Russell’s email suggests that health officials may need to develop more standards to determine if the food being shipped is in danger of going bad.

Last week, an agency of the Maine Department of Agriculture, Conservation and Forestry randomly tested the temperature of food shipments on the mainland dock and found that the shipments met the 41-degree requirement for preventing spoilage. More random tests will take place in the weeks to come, said Ron Dyer, director of quality assurance and regulation.

Dyer’s agency also contacted all of the distributors and retail stores that ship food to the islands. Those businesses agreed to beef up their refrigeration methods.

“They have jumped right on top of this by making sure that the food shipments are being properly refrigerated all the way to the dining room table,” Dyer said.

He has not been in contact with Casco Bay Lines, which he said simply serves as the “taxi” for food deliveries to the islands.

“It’s better if the shipments are being moved quickly, but it’s not always possible,” Dyer said.

Nicholas Mavodones Jr., operations manager for Casco Bay Lines and also a Portland city councilor, said the ferry service does not have the capability to refrigerate food shipments at its terminal off Commercial Street. Mavodones said his staff has on occasion turned away delivery trucks that show up too early in the day.

One distributor has even taken the step of having its delivery truck ride the ferry to Peaks Island, Mavodones said. His workers also have started coordinating with vendors to arrange convenient delivery times.

“We don’t always control when these delivery trucks show up,” Mavodones said.

He said the ferries make food shipment deliveries several times a day to all the islands. He did not know the tonnage being handled.

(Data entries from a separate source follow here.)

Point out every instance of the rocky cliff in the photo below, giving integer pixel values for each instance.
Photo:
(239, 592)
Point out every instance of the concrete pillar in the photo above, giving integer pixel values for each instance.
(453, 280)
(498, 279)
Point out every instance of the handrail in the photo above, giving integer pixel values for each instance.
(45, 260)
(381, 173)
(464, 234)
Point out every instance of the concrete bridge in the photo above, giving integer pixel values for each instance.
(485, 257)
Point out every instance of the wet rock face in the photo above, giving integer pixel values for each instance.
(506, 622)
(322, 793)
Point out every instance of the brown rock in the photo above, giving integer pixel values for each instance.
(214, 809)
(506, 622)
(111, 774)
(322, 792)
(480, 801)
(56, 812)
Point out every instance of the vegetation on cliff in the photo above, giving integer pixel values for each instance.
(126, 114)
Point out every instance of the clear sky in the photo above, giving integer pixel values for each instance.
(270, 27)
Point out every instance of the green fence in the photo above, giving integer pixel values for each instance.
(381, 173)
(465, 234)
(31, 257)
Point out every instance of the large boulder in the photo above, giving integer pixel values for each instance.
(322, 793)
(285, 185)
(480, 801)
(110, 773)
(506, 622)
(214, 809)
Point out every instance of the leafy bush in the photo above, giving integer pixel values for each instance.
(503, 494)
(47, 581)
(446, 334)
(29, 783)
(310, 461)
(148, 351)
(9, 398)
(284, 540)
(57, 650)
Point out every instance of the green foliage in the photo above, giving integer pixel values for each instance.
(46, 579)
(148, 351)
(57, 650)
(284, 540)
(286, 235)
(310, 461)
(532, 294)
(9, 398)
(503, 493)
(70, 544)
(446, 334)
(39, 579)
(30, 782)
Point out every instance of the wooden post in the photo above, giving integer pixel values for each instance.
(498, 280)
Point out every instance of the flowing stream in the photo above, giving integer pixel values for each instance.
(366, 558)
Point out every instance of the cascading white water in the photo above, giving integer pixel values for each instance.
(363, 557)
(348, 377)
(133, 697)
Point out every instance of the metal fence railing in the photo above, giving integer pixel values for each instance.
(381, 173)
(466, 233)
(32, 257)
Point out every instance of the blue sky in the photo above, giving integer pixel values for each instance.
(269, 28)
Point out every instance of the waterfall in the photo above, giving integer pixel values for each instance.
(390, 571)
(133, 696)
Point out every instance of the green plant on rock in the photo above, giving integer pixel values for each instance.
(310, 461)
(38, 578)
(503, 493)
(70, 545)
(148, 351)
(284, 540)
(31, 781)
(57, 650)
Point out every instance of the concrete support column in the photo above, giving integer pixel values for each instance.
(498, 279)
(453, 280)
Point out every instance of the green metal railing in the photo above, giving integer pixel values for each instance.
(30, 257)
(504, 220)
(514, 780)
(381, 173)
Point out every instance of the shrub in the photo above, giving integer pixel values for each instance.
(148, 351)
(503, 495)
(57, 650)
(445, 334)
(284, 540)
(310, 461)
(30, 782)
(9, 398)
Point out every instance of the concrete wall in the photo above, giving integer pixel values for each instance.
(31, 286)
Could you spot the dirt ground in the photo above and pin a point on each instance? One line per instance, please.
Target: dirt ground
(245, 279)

Retailers on the islands have seen some of the spot temperature checks taking place.

Kiernan Somers, manager at Down Front Ice Cream on Peaks Island, has seen health inspectors at the island ferry terminal during the past couple of weeks checking food temperatures when people pick up their orders.

He said food shipments are usually the last to come off the ferries, mixed in with other cargo.

“It’s very busy depending on the time of day,” Somers said. “The system can definitely be improved.”

Matt Joey, general manager of the Inn on Peaks Island, said his business has not been affected, since the distributor brings the food and beer kegs over to the island on a refrigerated truck that travels on the ferry.